The New York Draft Riots of 1863 saw the use of bayonet charges by the U.S. Army against unruly mobs in New York City. During lumber protests in Tacoma, Washington in 1935, the Washington National Guard advanced on picketers with fixed bayonets, causing them to move away from the Federal Building where they had gathered.

During 1968 revisions to the United States Army Field Manuals, there was a move by the United States Secretary of the Army to eliminate the description of the bayonet as a crowd control weapon; however, senior Army leadership resisted the change. A study conducted that year by the Human Resources Research Organization concluded that the bayonet "is highly valuable as a riot control weapon" with a survey of personnel involved in military peacekeeping operations reporting its most valuable attribute was its psychological effect on a crowd. A compromise was ultimately reached whereby use of the bayonet was permitted in cases of violent mobs but not in routine civil operations. Two years later, in the protests that led to the Kent State shootings of 1970, two persons were injured after being bayoneted by soldiers of the Ohio National Guard.

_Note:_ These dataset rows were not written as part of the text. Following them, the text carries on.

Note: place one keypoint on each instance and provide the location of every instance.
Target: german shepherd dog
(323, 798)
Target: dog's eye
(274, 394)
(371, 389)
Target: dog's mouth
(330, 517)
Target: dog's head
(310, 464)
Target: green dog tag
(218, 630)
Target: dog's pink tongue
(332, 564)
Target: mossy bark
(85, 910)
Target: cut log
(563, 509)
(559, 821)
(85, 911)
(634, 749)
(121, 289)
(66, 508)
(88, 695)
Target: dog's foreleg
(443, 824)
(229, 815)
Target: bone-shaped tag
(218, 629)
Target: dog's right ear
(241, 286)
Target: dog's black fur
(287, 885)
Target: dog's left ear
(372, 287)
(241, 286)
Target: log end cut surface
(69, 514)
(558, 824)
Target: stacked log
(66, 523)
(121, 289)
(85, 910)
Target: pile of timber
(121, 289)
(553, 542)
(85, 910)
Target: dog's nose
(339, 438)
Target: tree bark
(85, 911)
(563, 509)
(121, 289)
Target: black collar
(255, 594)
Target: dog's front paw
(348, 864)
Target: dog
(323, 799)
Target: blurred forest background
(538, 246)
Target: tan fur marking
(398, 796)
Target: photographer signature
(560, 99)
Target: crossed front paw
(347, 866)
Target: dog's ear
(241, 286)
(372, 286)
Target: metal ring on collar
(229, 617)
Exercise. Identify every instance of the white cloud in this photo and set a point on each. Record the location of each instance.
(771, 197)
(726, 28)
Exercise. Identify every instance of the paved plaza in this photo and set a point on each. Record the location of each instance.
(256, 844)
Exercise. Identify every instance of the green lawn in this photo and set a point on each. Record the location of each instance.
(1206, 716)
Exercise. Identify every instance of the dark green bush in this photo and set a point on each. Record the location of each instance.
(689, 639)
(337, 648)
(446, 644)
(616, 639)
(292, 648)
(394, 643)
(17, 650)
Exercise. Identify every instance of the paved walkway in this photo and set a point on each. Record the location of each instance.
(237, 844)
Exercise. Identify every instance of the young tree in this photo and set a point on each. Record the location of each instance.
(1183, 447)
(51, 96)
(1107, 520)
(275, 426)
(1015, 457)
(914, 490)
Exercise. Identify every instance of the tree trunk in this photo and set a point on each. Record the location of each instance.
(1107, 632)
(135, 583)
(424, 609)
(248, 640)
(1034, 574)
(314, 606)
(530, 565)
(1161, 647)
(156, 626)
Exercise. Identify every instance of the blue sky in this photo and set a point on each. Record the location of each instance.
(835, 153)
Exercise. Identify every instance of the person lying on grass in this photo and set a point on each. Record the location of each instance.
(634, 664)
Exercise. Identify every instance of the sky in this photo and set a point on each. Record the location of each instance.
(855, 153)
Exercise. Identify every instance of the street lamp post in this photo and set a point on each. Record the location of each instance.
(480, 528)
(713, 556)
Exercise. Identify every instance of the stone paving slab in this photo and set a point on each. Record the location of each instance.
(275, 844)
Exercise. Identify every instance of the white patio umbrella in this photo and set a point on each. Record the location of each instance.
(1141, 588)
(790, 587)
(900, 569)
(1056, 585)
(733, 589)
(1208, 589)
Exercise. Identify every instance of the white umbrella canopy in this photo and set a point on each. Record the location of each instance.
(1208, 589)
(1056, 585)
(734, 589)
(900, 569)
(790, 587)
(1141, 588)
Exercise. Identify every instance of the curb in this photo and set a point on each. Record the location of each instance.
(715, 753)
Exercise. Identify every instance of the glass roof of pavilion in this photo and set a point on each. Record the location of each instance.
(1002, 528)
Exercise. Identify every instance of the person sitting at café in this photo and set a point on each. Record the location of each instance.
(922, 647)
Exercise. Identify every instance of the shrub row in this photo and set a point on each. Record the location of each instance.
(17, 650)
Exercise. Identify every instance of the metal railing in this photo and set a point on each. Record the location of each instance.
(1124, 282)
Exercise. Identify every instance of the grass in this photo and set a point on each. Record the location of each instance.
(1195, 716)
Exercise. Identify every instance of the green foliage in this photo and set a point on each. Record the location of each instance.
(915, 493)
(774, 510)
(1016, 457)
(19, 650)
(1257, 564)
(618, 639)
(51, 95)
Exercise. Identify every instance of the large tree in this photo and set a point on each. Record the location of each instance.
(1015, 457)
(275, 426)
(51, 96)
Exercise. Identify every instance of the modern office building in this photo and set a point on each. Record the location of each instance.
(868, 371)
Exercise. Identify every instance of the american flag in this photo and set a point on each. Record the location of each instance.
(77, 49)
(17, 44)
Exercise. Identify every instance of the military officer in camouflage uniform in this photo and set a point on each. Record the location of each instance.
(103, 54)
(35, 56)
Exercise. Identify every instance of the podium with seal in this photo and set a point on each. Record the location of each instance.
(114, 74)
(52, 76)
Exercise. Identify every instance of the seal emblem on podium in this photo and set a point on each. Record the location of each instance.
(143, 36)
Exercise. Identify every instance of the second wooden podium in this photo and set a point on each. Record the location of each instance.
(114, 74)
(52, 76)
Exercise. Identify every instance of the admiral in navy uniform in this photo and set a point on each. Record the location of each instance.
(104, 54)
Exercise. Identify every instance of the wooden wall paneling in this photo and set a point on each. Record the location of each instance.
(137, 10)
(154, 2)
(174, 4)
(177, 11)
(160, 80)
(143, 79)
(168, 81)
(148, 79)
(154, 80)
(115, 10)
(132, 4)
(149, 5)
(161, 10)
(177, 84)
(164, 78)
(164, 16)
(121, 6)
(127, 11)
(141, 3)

The 2004 edition of the U.S. Army's Field Manual 19-15: Civil Disturbances calls for troops operating in crowd control situations against violent mobs to form into multiple lines with the first line armed with batons, and the second line armed with rifle-fixed bayonets held in the "safe-port position". According to the manual, "in this elevated position, bayonets can be seen by participants in the rear of the crowd. The sight of bayonets can create an impression of strength and numerical superiority".